Small businesses will be the first to benefit, while major corporations have been promised their first tax rate cut in two decades - but not until 2023.
From July 1, the tax rate for around 870,000 businesses with an annual turnover under $10 million will drop from 30 per cent to 27.5 per cent.
That cut will gradually be handed out to larger businesses in the next six years, and the company tax rate then lowered over four years to 25 per cent.
Treasurer Scott Morrison said this will encourage businesses to invest and expand, creating more jobs and lifting economic growth by just over one per cent in the long term.
"Higher investment will lead to permanent increases in wages, support jobs, increase consumption and result in higher living standards," he said.

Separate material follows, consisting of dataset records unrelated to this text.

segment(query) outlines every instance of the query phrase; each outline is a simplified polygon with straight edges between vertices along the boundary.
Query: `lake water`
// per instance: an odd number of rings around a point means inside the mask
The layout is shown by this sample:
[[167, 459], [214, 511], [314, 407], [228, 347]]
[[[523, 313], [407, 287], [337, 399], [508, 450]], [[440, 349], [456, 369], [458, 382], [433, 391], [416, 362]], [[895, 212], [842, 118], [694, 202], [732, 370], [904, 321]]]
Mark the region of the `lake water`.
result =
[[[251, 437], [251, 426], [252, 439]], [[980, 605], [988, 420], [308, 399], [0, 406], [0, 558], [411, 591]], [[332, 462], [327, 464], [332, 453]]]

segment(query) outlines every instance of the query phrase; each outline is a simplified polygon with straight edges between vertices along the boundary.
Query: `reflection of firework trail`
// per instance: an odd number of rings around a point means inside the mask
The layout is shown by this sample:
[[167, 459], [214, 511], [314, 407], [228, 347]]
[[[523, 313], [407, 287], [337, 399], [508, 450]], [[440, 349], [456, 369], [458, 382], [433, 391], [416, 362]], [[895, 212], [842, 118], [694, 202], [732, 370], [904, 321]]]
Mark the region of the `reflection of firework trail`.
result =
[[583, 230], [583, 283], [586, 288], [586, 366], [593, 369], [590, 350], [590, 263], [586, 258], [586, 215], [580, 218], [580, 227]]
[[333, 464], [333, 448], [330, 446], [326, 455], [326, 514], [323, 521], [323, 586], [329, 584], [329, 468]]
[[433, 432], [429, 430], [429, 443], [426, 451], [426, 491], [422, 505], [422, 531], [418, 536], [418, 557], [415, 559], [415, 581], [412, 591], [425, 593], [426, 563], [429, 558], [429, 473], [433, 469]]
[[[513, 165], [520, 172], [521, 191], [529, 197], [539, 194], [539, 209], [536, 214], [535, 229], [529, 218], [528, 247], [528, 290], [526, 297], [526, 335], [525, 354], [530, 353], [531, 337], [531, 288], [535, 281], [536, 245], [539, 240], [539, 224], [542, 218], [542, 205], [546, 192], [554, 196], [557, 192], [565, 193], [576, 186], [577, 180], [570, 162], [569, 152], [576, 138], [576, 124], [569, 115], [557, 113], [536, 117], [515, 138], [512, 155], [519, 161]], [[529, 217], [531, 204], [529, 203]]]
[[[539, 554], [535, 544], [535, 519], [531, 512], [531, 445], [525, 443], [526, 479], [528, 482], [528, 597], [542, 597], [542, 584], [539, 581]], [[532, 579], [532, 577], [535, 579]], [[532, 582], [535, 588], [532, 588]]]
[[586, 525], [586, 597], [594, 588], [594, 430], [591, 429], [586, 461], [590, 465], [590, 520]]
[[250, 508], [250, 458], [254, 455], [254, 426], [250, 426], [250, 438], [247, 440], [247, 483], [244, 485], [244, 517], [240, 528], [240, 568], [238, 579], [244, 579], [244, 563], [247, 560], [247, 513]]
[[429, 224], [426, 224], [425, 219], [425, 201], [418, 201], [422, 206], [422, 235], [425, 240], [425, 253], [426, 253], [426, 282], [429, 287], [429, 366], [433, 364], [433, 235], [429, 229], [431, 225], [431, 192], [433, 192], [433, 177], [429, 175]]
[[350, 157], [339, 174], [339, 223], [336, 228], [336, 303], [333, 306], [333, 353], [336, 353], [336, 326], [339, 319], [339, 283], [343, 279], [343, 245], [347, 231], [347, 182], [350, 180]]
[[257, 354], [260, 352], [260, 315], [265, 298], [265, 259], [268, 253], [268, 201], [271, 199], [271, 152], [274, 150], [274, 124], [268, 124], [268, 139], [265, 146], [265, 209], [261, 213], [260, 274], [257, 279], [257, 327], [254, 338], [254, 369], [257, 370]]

However, former Reserve Bank governor Bernie Fraser recently warned lower company tax rates will not automatically trigger investment and growth.
They are also being delivered as the government's revenue from company tax falls in 2015/16, primarily because of the mining sector's downturn and significantly weaker commodity prices.
The changes are forecast to shrink the government's revenue by $5.3 billion over the next four years, which it says will be offset by a crackdown on tax avoidance by multinational corporations and changes to superannuation concessions.
Mr Morrison said lower company tax rates will improve the international competitiveness of local businesses, as the current tax rate of 30 per cent is the seventh highest among the 34 OECD countries, and much higher than in Asian countries.
The tax breaks are likely to be welcomed by the business sector, though the Business Council of Australia had been seeking an immediate cut to the company tax rate.
Meanwhile, instant tax writeoffs for asset purchases worth up to $20,000 that were introduced in the 2015 budget for small businesses with turnovers of under $2 million will now be available to bigger firms with revenues of up to $10 million.
The federal government is also expanding tax breaks for an estimated 2.3 million unincorporated small businesses, such as sole traders, lifting their tax discount from five to eight per cent on July 1.
That discount is then set to gradually rise to 16 per cent by 2026.
There will also be changes to simplify GST reporting for small business owners from July 2017, allowing them to focus on their operations rather than filling out forms, the government said.